"Where's your traäde to?" asked the mother.

"Jim's bringin' it down. I believe he's out in the kitchen now. I'll go and see."

As she went from the room Mrs. Rosevear sank into the nearest chair. "I'm glad you'm back, S'bina. I bin so whisht without 'ee. Not a soul to speak to besides Tom and you can't tell a man very much."

"No, they don't understand." Her thoughts wandered for a moment. Leadville had been strange in his manner but of course it was only that he did not understand.

"Now you've seen Jim," continued Mrs. Rosevear, "what do you think of him?"

Sabina roused herself. "I call 'ee a proper chap," she said smilingly. "Lovely curly 'air he 'as."

"Yes," confided the mother, "and Gray's as maäze as a rattle about 'im."

Mrs. Tom's confidences made Sabina feel as if she had a share in the other's happy motherhood. They sat gossiping until the shadows began to fill the valley. Jim was a long time on his way with Gray's box—but to every man and woman their hour!

Leadville, on leaving the house, had turned his face towards the cliff. Beyond its dark wall was space and light. He took the little path that led over the head, passed the deep curves of what in prehistoric times had been the earthworks of a stockaded hold and came out upon a broad shelf of rock. The tide was in, large green waves were rolling, with a break like gunfire, into the caves below, and, facing him, was one of the strange sunsets often seen on that coast. The western sky was scarlet and across the light was a trail of black clouds.

"A red sky at night, is the shepherd's delight," muttered the man, flinging himself down above the booming uproar of the water. Below, the shags were nesting on inaccessible ledges and a solitary seal was diving through the crests of the green rollers. Byron felt unusually, inexplicably cheerful. The glories of the sunset were in keeping with his mood, a mood, as he realized, of the incoming tide. On his shelf of rock he lay in a happy dream.

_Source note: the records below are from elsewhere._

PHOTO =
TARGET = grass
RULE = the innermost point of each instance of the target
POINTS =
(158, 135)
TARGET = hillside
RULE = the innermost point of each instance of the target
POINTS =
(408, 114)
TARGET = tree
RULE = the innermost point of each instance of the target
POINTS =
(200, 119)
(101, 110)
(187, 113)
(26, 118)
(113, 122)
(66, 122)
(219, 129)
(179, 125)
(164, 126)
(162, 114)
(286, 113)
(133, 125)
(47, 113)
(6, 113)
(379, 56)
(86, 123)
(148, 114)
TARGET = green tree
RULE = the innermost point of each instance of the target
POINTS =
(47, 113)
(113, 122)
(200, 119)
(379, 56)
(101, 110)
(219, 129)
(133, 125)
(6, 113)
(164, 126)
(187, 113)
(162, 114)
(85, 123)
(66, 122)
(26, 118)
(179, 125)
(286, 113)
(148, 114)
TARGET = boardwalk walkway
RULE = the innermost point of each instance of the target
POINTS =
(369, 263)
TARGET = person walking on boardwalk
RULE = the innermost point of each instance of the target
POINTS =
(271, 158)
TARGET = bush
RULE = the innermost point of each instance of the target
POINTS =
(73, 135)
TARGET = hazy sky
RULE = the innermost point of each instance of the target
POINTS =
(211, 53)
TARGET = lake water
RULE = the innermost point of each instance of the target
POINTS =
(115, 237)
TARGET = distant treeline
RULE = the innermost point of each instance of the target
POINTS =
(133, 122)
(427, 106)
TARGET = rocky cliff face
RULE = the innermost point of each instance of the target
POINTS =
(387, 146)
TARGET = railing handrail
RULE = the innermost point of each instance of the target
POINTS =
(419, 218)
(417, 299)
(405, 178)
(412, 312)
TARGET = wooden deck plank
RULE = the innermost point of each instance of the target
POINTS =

Hitherto he had loved nothing but a few acres of land; he had hungered after fields and rocks, had dragged out a dark existence of craving and disappointment. Now his tormented spirit was at peace. The wide expanse of heaven changed from scarlet to poppy-red, the raven clouds grew more numerous and Leadville looked on with happy eyes. In his breast was a ferment, like the unresting ferment of the sea, but neither cold nor lifeless. A wind was blowing steadily from the west, but he did not feel it for he was warm. His spirit, with its capacity for intense feeling, had crossed a boundary line, beyond which was neither heat nor cold, hunger nor thirst. He had loved Wastralls, now he was in the power of a force stronger than that love, of a force the strongest in the world.